Hundreds of thousands of would-be shoppers enter some of these shoe raffles on SNKRS, and most of them are unsuccessful. The lack of perceived fairness in shoe and apparel releases on SNKRS cannot simply be dismissed as disgruntled customers upset they didn’t secure a sought-after product — the odds actually are not in their favor.
Each user attempting to get a pair of sneakers on a release day does not have an equal chance, according to the company. Nike oftentimes gives “exclusive access” to highly sought-after shoes to Nike members who use the app more.

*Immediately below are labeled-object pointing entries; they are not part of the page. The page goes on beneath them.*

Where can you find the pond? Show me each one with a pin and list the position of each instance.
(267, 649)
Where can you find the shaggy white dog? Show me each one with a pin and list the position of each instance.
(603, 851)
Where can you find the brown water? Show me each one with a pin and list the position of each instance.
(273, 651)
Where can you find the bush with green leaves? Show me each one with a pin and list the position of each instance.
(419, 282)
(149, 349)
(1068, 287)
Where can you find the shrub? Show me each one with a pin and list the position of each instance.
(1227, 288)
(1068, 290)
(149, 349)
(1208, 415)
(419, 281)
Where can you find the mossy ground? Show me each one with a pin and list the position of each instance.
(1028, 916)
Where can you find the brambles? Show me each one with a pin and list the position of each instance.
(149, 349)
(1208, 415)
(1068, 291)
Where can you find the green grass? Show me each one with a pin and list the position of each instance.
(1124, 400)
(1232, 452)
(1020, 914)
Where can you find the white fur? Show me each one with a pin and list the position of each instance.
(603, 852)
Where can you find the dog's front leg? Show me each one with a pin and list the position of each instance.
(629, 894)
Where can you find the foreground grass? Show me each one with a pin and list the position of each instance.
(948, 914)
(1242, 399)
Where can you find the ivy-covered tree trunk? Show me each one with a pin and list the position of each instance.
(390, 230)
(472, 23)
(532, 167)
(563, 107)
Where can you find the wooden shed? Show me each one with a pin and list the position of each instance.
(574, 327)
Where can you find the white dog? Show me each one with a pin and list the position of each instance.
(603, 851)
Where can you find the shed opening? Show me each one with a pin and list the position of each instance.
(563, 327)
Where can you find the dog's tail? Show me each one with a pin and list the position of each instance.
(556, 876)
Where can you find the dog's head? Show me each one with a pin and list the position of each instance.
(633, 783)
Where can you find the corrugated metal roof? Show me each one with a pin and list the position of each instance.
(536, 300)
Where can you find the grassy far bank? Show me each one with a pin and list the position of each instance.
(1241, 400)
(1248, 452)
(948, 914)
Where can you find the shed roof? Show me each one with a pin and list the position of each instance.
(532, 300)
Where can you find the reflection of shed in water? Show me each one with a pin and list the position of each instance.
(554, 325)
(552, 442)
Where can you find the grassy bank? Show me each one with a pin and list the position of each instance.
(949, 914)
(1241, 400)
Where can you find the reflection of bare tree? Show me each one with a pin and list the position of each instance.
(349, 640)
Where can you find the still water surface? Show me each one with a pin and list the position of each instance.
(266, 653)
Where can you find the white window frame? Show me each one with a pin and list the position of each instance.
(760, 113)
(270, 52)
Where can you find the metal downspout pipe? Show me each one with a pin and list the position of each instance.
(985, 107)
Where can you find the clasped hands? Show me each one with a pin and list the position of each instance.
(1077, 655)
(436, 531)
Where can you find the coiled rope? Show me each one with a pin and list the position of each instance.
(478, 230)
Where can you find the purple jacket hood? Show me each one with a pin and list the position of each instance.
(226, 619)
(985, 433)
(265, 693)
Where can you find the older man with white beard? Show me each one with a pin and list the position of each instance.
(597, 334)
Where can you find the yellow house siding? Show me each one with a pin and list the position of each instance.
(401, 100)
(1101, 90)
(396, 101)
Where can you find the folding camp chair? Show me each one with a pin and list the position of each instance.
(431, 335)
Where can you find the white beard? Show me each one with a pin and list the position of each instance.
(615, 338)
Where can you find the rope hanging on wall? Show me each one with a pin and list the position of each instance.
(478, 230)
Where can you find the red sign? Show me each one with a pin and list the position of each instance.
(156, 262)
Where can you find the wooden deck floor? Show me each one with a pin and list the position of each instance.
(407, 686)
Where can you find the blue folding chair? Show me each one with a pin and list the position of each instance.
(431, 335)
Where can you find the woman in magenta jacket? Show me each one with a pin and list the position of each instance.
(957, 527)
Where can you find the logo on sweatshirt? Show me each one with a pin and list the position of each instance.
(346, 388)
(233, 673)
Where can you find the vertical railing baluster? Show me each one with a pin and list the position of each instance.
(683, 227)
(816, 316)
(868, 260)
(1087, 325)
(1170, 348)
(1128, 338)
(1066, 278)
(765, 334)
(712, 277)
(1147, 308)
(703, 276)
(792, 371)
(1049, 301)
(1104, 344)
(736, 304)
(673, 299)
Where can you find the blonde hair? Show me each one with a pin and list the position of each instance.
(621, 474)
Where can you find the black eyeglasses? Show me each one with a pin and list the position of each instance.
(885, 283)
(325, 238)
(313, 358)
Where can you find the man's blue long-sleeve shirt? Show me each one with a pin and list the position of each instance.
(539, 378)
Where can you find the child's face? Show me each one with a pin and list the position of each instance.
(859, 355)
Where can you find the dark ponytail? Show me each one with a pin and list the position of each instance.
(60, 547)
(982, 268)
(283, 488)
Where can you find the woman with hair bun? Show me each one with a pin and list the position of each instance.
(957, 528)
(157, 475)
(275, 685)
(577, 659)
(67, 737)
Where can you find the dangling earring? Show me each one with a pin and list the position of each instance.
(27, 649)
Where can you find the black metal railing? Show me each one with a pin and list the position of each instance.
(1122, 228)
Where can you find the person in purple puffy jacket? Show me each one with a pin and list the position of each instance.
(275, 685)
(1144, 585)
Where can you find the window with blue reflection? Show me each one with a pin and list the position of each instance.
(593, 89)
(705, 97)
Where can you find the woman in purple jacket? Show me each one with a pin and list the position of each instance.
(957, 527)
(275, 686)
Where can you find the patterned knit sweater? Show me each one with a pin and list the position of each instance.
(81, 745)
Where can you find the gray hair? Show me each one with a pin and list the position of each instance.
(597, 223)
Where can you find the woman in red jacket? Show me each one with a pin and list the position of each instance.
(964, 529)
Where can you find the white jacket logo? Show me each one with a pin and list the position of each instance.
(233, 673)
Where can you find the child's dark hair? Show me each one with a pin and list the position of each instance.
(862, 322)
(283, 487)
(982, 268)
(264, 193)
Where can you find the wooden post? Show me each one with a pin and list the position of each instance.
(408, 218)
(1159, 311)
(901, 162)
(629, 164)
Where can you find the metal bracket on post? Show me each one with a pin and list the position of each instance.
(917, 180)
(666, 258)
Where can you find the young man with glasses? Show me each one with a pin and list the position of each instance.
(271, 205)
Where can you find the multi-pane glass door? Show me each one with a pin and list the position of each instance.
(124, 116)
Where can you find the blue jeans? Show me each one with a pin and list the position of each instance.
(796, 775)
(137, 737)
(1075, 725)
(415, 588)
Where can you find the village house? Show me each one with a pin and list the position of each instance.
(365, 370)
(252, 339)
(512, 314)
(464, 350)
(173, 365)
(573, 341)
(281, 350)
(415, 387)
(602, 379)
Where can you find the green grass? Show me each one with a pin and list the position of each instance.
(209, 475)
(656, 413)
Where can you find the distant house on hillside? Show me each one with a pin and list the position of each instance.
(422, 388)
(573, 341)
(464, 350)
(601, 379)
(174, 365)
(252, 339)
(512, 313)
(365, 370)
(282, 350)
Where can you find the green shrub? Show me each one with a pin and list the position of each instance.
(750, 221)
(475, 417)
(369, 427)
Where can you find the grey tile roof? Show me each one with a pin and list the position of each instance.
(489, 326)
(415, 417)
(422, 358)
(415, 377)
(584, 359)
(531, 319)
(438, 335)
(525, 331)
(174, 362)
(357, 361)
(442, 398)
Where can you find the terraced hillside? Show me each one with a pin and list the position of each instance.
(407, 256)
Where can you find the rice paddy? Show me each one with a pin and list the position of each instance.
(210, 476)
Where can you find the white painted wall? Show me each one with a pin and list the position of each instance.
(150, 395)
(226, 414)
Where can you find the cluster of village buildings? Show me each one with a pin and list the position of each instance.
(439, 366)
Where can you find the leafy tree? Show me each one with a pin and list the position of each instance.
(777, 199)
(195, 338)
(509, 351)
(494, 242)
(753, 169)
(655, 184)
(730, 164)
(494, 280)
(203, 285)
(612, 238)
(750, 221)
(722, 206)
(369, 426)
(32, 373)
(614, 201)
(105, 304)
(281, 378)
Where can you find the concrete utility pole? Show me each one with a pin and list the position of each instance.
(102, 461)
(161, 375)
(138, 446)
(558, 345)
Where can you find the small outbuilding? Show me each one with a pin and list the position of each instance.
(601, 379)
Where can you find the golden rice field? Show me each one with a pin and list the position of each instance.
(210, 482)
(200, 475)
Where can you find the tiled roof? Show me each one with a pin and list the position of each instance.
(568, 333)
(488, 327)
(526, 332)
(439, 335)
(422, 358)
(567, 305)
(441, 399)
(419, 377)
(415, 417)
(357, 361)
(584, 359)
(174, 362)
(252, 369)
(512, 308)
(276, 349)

This is important because shoes, like the recent Off-White x Nike Dunk Low, for example, can be purchased from Nike for $110 but can be resold for hundreds more on the secondary market, with demand far outstripping the limited quantities released.
Nike did not respond to MarketWatch’s request for comment for this story.
While rival shoe company New Balance has seen an uptick in popularity in recent years with releases like the New Balance 550 and the New Balance 990v3, it’s still nowhere near as popular as Nike — Nike does more than double New Balance’s annual revenue in a single quarter.
Nike’s first-quarter revenue rose 16% to $12.2 billion from $10.6 billion a year earlier. Nike’s stock rose some 2.1% on Wednesday and is up 22.2% over the past 12 months, keeping pace with an S&P 500
rise of 23.5% over the same period.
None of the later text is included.